I had barely uttered these words when the 6-year old said “Mom, first of all this earwig is DEAD and secondly you NEED TWO earwigs to start an earwig family! “ I hung my head in shame. No treat could make up for this…my irrational fear now forever exposed…and to a 6-year old!”
I think the best story is told by my husband. Who arriving home from work, very late one evening, (shortly after we had moved to a new address) found a large, duct-taped package on the front porch. Not expecting any deliveries, he was quite puzzled and took the package inside to examine further. Once some of the layers of duct tape and green garbage bag plastic was removed, he was shocked to realize it was actually a vacuum (one that looked a lot like our new one). Now confounded and wondering if it might be some nasty neighborhood vandal, “the husband” came upstairs to wake me up. He went on to ask me if there had been any trouble in the neighborhood and went on to describe what he found on the porch.

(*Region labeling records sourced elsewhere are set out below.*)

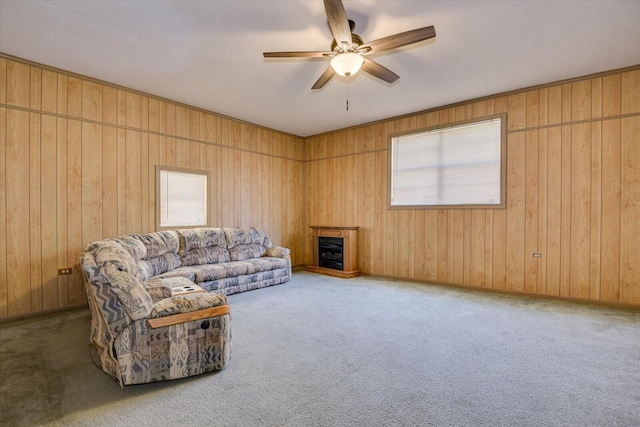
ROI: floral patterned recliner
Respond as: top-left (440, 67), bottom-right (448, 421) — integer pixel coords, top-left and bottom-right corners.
top-left (81, 227), bottom-right (291, 387)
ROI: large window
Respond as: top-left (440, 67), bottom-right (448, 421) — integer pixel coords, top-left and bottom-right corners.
top-left (156, 166), bottom-right (209, 230)
top-left (389, 115), bottom-right (506, 208)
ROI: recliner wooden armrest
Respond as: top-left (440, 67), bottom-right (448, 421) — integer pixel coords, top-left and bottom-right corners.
top-left (147, 305), bottom-right (231, 329)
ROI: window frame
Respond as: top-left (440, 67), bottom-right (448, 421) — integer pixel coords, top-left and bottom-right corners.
top-left (387, 113), bottom-right (507, 210)
top-left (156, 165), bottom-right (212, 231)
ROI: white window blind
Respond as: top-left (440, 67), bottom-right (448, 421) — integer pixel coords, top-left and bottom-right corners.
top-left (391, 118), bottom-right (504, 207)
top-left (159, 169), bottom-right (207, 227)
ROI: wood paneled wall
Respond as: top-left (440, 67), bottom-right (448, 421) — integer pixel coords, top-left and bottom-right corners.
top-left (304, 67), bottom-right (640, 306)
top-left (0, 55), bottom-right (304, 319)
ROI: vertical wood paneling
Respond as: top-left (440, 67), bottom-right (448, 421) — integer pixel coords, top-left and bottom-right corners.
top-left (506, 132), bottom-right (526, 291)
top-left (523, 129), bottom-right (540, 293)
top-left (29, 113), bottom-right (42, 311)
top-left (81, 122), bottom-right (103, 251)
top-left (600, 119), bottom-right (621, 302)
top-left (101, 126), bottom-right (121, 241)
top-left (5, 110), bottom-right (31, 316)
top-left (66, 120), bottom-right (85, 305)
top-left (569, 122), bottom-right (591, 299)
top-left (56, 118), bottom-right (69, 307)
top-left (305, 67), bottom-right (640, 303)
top-left (620, 117), bottom-right (640, 304)
top-left (6, 61), bottom-right (31, 108)
top-left (40, 114), bottom-right (58, 310)
top-left (542, 127), bottom-right (562, 295)
top-left (0, 53), bottom-right (640, 317)
top-left (0, 108), bottom-right (9, 317)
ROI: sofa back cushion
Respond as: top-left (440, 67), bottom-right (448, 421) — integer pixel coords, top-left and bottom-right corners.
top-left (134, 230), bottom-right (180, 259)
top-left (177, 228), bottom-right (230, 265)
top-left (94, 239), bottom-right (153, 320)
top-left (138, 252), bottom-right (182, 281)
top-left (224, 227), bottom-right (271, 261)
top-left (133, 230), bottom-right (182, 281)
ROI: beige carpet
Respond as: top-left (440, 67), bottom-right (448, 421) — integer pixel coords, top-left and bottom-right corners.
top-left (0, 272), bottom-right (640, 426)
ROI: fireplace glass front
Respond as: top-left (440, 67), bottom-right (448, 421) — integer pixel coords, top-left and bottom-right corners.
top-left (318, 236), bottom-right (344, 270)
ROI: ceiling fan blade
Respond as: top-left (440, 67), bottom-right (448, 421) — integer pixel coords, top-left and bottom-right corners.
top-left (360, 58), bottom-right (400, 83)
top-left (324, 0), bottom-right (353, 47)
top-left (360, 25), bottom-right (436, 54)
top-left (311, 67), bottom-right (336, 89)
top-left (263, 51), bottom-right (334, 58)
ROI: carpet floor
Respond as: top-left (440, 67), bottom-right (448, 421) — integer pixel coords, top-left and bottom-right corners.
top-left (0, 271), bottom-right (640, 427)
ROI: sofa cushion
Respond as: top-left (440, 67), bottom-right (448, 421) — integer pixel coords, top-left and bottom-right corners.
top-left (264, 246), bottom-right (291, 258)
top-left (134, 230), bottom-right (180, 260)
top-left (194, 257), bottom-right (288, 283)
top-left (177, 228), bottom-right (227, 254)
top-left (113, 236), bottom-right (147, 262)
top-left (100, 263), bottom-right (153, 320)
top-left (229, 243), bottom-right (267, 261)
top-left (142, 276), bottom-right (193, 303)
top-left (223, 227), bottom-right (271, 249)
top-left (178, 228), bottom-right (231, 265)
top-left (138, 252), bottom-right (182, 280)
top-left (93, 239), bottom-right (139, 276)
top-left (150, 293), bottom-right (227, 318)
top-left (181, 246), bottom-right (231, 265)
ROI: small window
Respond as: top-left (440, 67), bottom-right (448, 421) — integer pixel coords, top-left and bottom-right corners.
top-left (389, 115), bottom-right (506, 208)
top-left (156, 166), bottom-right (209, 230)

Imagine the husband’s surprise to learn it was indeed our new vacuum. (!!)
The story went like this…earlier in the day I had discovered a horrific, ugly, large, black bug-thing in the upstairs bathroom. My resident bug killers were all at school. I could not take the chance that this creature might leave the bathroom and perhaps haul off the baby to its underground lair. So after using as many attachments from both the old vacuum and the new one, I built an extended arm spanning about 15 feet. I turned the vacuum on and then sucked up the creature (the 15 foot arm allowed me the luxury of standing at the opposite end of the house while manning the contraption). I then left the vacuum running for several hours as extra insurance that the bug was contained. I was worried that a bug of such meaty proportions might be able to climb out of said 15 foot arm, in spite of the suction of air pulling the opposite way.
Realizing that teenagers would be coming home from school soon (and I would never hear the end of it), I placed a green garbage bag over the vacuum (while it was still running and quickly unplugged it) and ran for the front porch. I was obsessed that “meaty-bug” would escape and bring reinforcements (thus invading my home again). I wrapped the entire vacuum in duct tape and left it on the porch for the husband to dispose of (forgetting to mark the mystery package as refuse).
Many weeks later, number four child, whose hopes were to be an entomologist…(cannot be my kid) found a picture of “meaty bug”…it was now identified…I had taped up my new vacuum because of a cricket!
My problem will be when all the little darlings in my tribe move out…then what? Back to shrieking for the Prince-charming-husband…no doubt!